Step 1: Configure Lakebase in CData Connect AI
To enable Agno to query live Lakebase data, first create a Lakebase connection in CData Connect AI. This connection is exposed through the CData Remote MCP Server.
-
Log into Connect AI, click Sources, and then click
Add Connection.
-
Select "Lakebase" from the Add Connection panel.
-
Enter the required authentication properties.
To connect to Databricks Lakebase, start by setting the following properties:
- DatabricksInstance: The Databricks instance or server hostname, provided in the format instance-abcdef12-3456-7890-abcd-abcdef123456.database.cloud.databricks.com.
- Server: The host name or IP address of the server hosting the Lakebase database.
- Port (optional): The port of the server hosting the Lakebase database, set to 5432 by default.
- Database (optional): The database to connect to after authenticating to the Lakebase Server, set to the authenticating user's default database by default.
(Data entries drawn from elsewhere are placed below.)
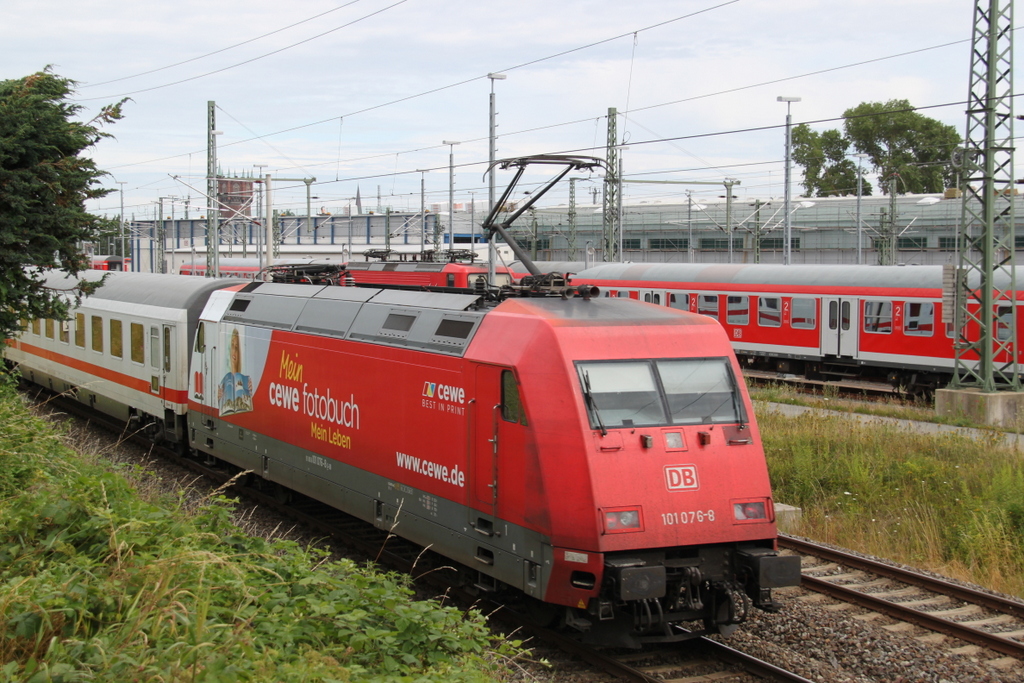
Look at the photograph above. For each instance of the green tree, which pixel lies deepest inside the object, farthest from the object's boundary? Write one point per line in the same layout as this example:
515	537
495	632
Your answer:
827	170
898	140
44	183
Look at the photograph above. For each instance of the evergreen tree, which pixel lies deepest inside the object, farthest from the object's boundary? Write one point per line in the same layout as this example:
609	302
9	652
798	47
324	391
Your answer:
44	183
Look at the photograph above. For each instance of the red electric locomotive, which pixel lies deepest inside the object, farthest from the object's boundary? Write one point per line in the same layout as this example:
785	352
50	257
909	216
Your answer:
614	476
599	455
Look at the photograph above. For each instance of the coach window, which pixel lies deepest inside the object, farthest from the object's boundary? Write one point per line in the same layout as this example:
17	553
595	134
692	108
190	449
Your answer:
680	301
1004	323
511	403
117	339
879	316
769	313
167	349
97	334
201	338
920	319
80	330
737	309
708	305
155	346
137	343
804	313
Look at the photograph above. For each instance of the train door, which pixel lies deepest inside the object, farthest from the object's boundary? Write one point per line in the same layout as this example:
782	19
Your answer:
499	432
658	297
840	326
167	371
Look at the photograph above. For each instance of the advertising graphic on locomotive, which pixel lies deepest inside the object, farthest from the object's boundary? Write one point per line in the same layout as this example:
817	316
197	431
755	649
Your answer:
546	443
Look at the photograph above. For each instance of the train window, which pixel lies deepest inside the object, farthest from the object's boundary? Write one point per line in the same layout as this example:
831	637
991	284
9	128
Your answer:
769	312
700	391
80	330
879	316
1004	323
97	333
680	301
456	329
398	323
803	313
117	339
622	393
167	349
155	346
201	338
737	309
511	402
920	319
137	343
708	305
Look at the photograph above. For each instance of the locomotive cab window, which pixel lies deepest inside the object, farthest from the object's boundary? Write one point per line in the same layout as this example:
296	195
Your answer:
682	391
511	402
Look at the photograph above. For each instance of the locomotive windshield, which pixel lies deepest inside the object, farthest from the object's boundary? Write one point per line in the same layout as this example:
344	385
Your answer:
644	393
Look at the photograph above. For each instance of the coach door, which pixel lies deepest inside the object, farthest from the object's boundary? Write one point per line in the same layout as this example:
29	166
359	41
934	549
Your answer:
839	327
498	426
167	370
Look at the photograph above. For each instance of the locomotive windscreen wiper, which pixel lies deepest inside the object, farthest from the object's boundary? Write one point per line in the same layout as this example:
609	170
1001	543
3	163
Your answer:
588	394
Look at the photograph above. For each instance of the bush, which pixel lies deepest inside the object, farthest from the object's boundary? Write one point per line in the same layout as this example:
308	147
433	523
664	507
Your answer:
98	585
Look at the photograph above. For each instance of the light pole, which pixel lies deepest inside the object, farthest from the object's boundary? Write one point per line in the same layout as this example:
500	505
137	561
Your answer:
451	144
491	176
787	232
124	251
860	251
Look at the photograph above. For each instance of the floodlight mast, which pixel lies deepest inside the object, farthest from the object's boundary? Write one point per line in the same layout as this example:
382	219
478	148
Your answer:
489	227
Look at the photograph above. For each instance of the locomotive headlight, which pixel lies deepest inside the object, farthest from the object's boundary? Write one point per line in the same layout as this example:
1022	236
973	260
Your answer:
621	520
750	510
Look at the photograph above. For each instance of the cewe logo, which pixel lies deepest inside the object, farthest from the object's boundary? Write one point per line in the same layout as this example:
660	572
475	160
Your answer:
681	477
444	392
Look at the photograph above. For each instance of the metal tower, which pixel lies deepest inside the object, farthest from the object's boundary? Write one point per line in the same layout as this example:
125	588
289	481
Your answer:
611	198
985	284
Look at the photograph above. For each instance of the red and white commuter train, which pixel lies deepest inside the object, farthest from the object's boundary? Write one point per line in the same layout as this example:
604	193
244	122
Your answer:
598	455
821	321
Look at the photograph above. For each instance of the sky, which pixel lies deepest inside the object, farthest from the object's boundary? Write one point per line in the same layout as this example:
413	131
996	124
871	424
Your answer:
361	94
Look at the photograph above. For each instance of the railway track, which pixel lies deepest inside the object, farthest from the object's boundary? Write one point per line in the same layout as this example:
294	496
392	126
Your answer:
967	614
697	659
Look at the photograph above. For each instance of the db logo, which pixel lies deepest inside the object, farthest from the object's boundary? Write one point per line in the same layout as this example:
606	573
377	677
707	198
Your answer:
681	477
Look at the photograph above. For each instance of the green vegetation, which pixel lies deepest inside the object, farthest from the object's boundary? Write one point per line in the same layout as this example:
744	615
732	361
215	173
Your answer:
945	503
45	180
96	584
919	411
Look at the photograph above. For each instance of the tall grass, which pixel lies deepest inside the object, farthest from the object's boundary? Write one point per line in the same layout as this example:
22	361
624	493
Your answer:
946	503
96	584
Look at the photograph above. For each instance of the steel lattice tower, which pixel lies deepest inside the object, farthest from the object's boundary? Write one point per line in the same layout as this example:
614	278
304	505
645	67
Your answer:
986	332
611	197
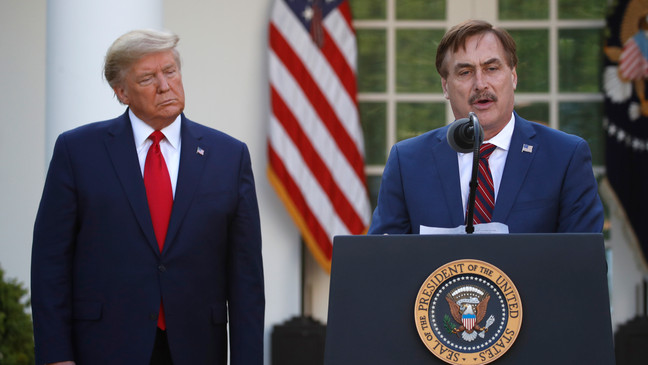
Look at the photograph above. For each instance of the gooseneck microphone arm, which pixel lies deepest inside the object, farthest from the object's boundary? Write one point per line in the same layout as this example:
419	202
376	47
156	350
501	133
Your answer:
473	178
465	135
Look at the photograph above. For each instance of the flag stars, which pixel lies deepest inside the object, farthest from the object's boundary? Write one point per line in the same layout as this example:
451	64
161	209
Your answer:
308	13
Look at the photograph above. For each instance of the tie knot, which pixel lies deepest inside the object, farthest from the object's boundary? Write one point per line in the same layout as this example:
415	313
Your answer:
156	137
486	150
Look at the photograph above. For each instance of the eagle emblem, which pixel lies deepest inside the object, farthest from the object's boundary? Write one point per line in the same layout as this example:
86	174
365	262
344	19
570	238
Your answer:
468	306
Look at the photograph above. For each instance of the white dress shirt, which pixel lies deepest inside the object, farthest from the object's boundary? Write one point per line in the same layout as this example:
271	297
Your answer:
170	145
496	162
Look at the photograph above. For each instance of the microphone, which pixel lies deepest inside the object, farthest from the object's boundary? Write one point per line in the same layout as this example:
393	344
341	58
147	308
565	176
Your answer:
461	133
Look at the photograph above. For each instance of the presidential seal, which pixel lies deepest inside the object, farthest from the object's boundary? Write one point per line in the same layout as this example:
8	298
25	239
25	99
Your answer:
468	312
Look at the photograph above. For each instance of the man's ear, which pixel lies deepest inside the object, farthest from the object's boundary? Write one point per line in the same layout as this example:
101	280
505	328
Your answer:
121	94
444	86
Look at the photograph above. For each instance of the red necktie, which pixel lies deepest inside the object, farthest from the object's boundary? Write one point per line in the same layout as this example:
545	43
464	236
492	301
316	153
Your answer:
485	195
159	195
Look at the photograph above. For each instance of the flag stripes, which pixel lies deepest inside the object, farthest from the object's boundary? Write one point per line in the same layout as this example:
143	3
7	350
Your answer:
315	142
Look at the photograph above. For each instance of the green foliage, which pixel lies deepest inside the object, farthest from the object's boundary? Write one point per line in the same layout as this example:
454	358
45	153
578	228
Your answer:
16	338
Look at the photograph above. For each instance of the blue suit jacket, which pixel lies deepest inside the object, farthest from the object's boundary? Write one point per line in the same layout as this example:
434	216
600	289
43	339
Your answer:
97	273
551	189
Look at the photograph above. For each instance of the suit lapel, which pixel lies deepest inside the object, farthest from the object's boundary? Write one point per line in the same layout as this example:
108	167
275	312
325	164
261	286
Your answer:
445	158
192	160
121	148
515	169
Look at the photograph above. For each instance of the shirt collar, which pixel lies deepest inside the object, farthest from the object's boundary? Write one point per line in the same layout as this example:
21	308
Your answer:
141	130
503	138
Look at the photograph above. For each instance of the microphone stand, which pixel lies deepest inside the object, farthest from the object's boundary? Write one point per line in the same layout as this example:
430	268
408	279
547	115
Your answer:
473	179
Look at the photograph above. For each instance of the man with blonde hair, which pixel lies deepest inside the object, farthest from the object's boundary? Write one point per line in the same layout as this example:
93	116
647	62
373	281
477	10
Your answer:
147	242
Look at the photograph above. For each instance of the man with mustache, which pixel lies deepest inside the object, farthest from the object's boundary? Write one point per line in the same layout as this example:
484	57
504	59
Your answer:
534	179
147	242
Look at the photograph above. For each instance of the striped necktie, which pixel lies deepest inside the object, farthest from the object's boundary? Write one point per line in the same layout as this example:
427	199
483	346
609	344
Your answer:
159	195
485	195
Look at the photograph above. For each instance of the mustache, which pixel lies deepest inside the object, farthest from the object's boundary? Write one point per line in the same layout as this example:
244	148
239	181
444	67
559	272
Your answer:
486	95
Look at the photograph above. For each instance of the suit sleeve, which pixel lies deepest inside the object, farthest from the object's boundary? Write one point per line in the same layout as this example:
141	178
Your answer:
391	215
52	253
246	303
580	206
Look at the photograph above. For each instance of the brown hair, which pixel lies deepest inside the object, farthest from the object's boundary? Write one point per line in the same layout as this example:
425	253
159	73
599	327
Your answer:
456	37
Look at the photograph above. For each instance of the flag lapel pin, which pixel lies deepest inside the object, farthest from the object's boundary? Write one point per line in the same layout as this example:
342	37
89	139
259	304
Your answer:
527	148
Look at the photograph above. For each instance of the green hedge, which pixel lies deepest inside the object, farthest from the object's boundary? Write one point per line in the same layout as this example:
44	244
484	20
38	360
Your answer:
16	335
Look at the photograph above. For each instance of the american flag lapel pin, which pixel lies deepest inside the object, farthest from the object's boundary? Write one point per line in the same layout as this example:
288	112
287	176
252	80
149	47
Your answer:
527	148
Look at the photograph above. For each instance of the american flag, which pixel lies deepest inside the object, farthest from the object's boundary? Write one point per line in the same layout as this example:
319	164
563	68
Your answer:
315	142
633	64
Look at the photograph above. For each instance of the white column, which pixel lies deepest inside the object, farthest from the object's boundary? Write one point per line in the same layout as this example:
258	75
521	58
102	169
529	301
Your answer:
78	34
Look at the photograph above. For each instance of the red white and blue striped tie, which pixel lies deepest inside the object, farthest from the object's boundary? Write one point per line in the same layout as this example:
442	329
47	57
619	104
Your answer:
485	196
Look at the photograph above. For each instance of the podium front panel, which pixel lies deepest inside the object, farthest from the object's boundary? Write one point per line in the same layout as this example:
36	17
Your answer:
561	279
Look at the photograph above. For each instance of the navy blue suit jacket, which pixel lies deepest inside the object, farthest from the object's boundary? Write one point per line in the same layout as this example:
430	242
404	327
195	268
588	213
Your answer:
551	189
97	273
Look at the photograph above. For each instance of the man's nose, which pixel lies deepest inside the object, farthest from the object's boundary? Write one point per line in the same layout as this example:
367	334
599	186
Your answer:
480	81
163	84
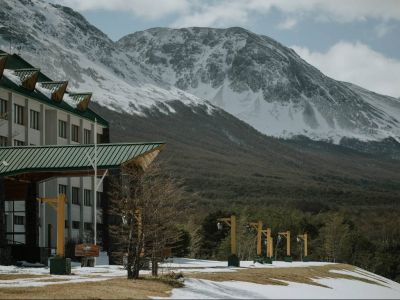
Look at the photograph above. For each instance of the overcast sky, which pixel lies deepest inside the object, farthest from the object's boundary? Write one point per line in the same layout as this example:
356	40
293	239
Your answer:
350	40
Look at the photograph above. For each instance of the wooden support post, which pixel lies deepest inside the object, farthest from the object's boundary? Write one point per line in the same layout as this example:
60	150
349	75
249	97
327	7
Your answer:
60	225
59	205
31	216
286	234
304	237
233	235
259	238
305	245
3	239
260	231
268	252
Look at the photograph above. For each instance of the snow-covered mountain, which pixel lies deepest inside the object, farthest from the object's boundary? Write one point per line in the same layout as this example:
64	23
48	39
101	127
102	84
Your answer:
263	83
67	47
250	76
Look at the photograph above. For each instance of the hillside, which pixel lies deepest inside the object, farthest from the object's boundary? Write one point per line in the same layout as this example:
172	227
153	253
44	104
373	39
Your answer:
224	161
263	83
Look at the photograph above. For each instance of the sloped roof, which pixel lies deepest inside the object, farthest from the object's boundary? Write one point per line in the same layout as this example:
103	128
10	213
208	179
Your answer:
15	62
33	159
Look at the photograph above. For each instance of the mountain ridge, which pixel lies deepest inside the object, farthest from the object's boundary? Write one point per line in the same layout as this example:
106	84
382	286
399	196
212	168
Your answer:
262	82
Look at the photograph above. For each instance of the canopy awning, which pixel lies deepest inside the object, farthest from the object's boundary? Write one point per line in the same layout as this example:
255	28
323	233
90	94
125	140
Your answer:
41	162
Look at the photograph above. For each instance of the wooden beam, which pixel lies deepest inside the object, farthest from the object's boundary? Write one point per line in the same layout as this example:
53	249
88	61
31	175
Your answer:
30	82
84	104
3	60
59	93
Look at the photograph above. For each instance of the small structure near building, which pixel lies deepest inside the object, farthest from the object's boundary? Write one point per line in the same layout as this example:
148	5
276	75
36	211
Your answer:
22	169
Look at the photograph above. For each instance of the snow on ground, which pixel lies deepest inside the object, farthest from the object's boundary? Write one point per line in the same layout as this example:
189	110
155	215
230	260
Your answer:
188	263
338	289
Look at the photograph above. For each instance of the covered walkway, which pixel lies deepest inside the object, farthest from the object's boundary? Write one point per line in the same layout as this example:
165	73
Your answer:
23	168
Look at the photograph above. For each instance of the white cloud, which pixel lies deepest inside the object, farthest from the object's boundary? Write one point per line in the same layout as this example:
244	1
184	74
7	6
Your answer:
151	9
233	12
287	24
358	64
383	29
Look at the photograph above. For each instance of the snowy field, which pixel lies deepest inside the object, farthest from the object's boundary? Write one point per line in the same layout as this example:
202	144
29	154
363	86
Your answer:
369	285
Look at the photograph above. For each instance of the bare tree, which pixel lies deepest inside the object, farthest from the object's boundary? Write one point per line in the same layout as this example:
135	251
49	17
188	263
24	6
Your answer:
147	206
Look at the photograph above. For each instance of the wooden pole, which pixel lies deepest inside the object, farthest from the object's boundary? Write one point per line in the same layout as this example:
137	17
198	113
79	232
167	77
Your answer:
305	245
233	235
60	225
259	238
268	250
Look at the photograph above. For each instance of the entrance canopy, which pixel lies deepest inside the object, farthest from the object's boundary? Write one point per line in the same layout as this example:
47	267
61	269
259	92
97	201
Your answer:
37	163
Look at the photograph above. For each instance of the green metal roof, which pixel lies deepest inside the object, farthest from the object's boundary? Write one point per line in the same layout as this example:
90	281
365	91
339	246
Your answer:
15	62
30	159
37	95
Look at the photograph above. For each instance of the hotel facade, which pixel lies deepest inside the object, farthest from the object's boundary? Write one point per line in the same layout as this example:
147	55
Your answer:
37	111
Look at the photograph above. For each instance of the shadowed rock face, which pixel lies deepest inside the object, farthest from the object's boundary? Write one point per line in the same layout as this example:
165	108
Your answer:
234	68
253	77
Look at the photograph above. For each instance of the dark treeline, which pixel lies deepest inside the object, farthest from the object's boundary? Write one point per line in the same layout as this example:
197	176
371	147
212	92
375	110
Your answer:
367	239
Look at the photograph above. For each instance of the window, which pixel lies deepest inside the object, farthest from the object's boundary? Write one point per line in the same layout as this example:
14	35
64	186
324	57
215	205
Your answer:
18	114
3	141
75	224
62	189
87	199
34	119
19	143
62	129
87	226
3	109
75	195
19	220
75	133
99	199
87	136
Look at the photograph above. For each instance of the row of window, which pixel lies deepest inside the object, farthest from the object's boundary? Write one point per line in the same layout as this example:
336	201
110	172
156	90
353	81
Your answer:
34	122
20	220
62	132
19	114
86	225
4	142
75	195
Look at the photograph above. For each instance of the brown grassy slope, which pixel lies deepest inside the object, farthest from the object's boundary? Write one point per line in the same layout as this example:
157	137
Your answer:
276	276
119	288
223	159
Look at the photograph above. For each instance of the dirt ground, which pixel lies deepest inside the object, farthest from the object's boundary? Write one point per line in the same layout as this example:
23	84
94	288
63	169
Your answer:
275	276
119	288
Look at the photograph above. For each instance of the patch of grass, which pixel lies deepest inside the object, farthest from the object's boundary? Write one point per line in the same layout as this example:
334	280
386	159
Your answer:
118	288
19	276
172	279
279	276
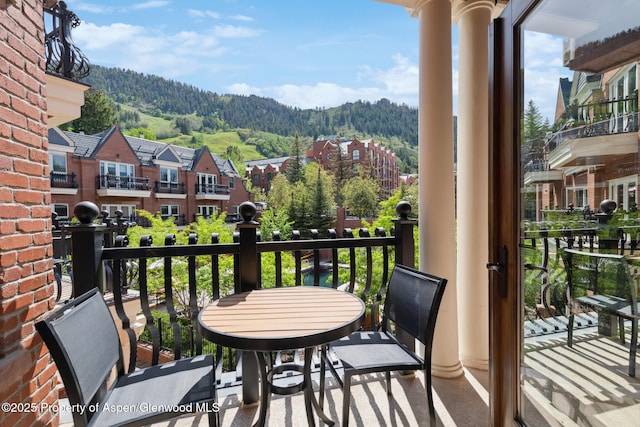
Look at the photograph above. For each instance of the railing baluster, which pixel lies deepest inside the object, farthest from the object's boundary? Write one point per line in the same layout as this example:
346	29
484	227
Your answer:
278	259
298	259
193	298
335	262
348	233
170	240
156	341
364	232
215	269
316	260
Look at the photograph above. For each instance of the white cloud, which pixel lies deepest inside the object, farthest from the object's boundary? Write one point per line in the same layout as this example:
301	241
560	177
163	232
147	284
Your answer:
399	84
150	5
232	31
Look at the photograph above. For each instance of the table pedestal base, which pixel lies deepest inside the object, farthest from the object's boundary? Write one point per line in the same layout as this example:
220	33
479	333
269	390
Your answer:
267	372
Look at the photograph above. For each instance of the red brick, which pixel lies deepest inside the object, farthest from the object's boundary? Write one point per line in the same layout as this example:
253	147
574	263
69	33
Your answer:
16	304
42	184
31	225
27	138
7	227
16	180
6	195
28	167
30	197
6	163
31	283
31	254
10	274
41	212
8	291
17	241
9	323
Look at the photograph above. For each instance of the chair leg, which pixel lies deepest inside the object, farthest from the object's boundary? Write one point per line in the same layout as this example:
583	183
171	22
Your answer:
632	348
570	331
346	399
429	389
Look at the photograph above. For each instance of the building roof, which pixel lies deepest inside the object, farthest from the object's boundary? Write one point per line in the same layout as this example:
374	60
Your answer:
146	150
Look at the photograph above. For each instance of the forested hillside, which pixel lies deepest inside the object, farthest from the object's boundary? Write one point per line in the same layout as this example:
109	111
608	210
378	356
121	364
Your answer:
395	126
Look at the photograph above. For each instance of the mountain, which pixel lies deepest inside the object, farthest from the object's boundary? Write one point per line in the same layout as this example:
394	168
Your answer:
394	126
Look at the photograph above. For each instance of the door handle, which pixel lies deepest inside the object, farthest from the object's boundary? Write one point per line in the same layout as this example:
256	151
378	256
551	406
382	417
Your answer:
500	267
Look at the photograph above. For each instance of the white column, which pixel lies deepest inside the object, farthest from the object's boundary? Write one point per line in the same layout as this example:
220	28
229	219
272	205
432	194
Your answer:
472	184
436	175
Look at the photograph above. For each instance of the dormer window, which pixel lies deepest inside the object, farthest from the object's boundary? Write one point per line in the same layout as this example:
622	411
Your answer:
168	177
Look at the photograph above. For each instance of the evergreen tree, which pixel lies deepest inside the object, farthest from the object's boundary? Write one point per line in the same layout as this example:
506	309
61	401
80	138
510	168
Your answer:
97	114
342	172
295	167
361	196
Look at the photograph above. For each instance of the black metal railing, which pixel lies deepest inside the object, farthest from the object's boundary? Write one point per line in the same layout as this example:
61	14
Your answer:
62	57
169	187
606	117
63	180
225	268
121	182
212	189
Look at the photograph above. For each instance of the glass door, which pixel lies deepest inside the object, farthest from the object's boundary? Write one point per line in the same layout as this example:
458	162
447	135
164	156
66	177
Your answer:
563	178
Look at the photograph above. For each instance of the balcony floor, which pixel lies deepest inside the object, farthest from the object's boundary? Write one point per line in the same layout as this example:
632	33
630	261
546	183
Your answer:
459	402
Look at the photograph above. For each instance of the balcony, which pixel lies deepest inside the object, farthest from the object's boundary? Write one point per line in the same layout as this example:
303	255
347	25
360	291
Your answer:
122	186
212	192
595	131
63	183
538	172
170	190
65	66
557	376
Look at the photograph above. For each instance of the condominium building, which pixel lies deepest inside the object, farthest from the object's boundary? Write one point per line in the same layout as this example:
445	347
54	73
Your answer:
124	173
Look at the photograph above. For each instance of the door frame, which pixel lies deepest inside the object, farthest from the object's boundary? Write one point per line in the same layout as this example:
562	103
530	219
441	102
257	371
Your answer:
505	304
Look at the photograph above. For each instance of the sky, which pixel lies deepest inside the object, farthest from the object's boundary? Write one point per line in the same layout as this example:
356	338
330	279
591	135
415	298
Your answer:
302	53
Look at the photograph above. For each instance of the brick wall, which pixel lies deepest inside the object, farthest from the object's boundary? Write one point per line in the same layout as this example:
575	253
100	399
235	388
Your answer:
26	372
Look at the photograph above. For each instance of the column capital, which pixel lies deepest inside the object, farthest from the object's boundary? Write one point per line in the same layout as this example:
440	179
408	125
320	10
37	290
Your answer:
462	7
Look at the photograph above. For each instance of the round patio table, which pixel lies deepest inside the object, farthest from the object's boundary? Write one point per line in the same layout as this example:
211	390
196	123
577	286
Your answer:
285	318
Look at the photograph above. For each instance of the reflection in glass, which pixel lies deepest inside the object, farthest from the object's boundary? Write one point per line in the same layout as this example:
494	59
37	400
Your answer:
579	176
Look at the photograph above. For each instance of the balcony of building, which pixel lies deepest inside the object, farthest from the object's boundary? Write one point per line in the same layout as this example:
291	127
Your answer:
595	133
212	192
122	186
588	381
63	183
170	190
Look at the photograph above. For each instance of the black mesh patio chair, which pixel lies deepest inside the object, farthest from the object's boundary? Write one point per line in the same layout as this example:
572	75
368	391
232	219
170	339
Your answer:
411	305
83	341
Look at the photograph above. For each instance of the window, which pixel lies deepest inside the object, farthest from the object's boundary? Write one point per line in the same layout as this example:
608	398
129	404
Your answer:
117	169
207	210
168	177
207	183
168	210
62	209
577	196
128	211
58	163
623	191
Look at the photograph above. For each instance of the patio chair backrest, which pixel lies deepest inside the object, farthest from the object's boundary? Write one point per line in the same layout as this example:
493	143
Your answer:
83	341
412	302
599	274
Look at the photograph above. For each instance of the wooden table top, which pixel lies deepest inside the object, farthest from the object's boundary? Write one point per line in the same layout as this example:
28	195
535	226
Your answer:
285	318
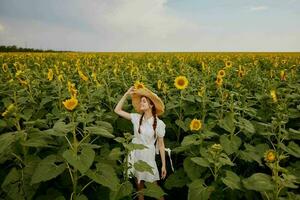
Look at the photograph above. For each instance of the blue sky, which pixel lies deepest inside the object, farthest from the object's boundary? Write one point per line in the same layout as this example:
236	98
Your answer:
152	25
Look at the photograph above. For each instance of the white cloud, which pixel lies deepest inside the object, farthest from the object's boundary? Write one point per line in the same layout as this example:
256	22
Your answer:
2	28
142	25
258	8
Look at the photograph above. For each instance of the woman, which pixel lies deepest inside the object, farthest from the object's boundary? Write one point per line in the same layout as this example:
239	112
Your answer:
147	127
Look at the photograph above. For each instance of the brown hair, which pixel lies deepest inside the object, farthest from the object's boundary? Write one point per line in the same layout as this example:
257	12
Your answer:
154	115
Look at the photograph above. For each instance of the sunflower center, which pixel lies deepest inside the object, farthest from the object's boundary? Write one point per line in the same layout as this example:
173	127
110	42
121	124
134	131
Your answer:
180	82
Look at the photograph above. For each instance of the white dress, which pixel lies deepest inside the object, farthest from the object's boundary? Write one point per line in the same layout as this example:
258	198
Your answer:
146	137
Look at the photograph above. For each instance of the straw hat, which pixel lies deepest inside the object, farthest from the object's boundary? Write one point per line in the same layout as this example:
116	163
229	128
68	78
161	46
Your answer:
136	98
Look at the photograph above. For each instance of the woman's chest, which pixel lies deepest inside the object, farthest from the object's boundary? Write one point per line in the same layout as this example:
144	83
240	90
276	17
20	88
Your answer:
146	131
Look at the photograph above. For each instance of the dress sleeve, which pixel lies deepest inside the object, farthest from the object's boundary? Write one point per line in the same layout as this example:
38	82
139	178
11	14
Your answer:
161	129
135	117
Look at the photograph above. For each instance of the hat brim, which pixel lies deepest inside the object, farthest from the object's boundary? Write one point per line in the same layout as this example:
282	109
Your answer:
136	98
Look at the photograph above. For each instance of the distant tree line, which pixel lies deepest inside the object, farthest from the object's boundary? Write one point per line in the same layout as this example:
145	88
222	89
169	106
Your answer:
14	48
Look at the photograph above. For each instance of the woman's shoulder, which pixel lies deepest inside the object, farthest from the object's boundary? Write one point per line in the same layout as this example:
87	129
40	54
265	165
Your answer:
160	121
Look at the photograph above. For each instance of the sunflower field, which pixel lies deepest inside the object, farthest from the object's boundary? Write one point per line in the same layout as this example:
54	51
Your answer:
232	123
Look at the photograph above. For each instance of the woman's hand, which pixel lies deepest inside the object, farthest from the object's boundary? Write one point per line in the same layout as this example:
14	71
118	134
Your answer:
130	90
163	172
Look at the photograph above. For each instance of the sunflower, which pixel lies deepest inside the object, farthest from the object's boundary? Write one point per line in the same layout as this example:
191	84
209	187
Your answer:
219	81
203	66
181	82
60	77
150	66
273	95
201	91
4	67
9	109
72	89
139	85
50	74
70	104
82	76
159	84
23	82
282	75
270	155
195	125
221	73
18	73
165	88
216	147
240	73
228	64
56	69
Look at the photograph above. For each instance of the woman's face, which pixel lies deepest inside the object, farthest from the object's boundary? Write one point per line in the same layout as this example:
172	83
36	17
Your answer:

OAuth Client Authentication
To authenicate using OAuth client credentials, you need to configure an OAuth client in your service principal. In short, you need to do the following:
- Create and configure a new service principal
- Assign permissions to the service principal
- Create an OAuth secret for the service principal
For more information, refer to the Setting Up OAuthClient Authentication section in the Help documentation.
OAuth PKCE Authentication
To authenticate using the OAuth code type with PKCE (Proof Key for Code Exchange), set the following properties:
- AuthScheme: OAuthPKCE.
- User: The authenticating user's user ID.
For more information, refer to the Help documentation.
Click Create & Test.
-
Open the Permissions tab and configure user access.
Add a Personal Access Token
A Personal Access Token (PAT) authenticates MCP requests from Agno to CData Connect AI.
- Open Settings and navigate to Access Tokens.
- Click Create PAT.
-
Save the generated token securely.
Step 2: Install dependencies and configure environment variables
Install Agno and the MCP adapter dependencies. LangChain is included strictly for MCP tool compatibility.
pip install agno agno-mcp langchain-mcp-adapters
Configure environment variables:
export CDATA_MCP_URL="https://mcp.cloud.cdata.com/mcp" export CDATA_MCP_AUTH="Base64EncodedCredentials" export OPENAI_API_KEY="your-openai-key"
Where "Base64EncodedCredentials" is your Connect AI user email and your Personal Access Token joined by a colon (":") and Base64 Encoded: Base64([email protected]:MY_CONNECT_AI_PAT)
Step 3: Connect to CData Connect AI via MCP
Create an MCP client using streamable HTTP. This establishes a secure connection to CData Connect AI.
import os
from langchain_mcp_adapters.client import MultiServerMCPClient
mcp_client = MultiServerMCPClient(
connections={
"default": {
"transport": "streamable_http",
"url": os.environ["CDATA_MCP_URL"],
"headers": {
"Authorization": f"Basic {os.environ['CDATA_MCP_AUTH']}"
}
}
}
)
Step 4: Discover MCP tools
CData Connect AI exposes operations as MCP tools. These are retrieved dynamically at runtime.
langchain_tools = await mcp_client.get_tools() for tool in langchain_tools: print(tool.name)
Step 5: Convert MCP tools to Agno functions
Each MCP tool is wrapped as an Agno function so it can be used by the agent.
NOTE: Agno performs all reasoning, planning, and tool selection.LangChain is used only as a lightweight MCP compatibility layer to consume tools exposed by CData Connect AI.
from agno.tools import Function
def make_tool_caller(lc_tool):
async def call_tool(**kwargs):
return await lc_tool.ainvoke(kwargs)
return call_tool
Step 6: Create an Agno agent and query live Lakebase data
Agno performs all reasoning, planning, and tool invocation. LangChain plays no role beyond MCP compatibility.
from agno.agent import Agent
from agno.models.openai import OpenAIChat
agent = Agent(
model=OpenAIChat(
id="gpt-4o",
temperature=0.2,
api_key=os.environ["OPENAI_API_KEY"]
),
tools=agno_tools,
markdown=True
)
await agent.aprint_response(
"Show me the top 5 records from the available data source"
)
if __name__ == "__main__":
asyncio.run(main())
The results below show an Agno agent invoking MCP tools through CData Connect AI and returning live Lakebase data data.
You can now query live Lakebase data using natural language through your Agno agent.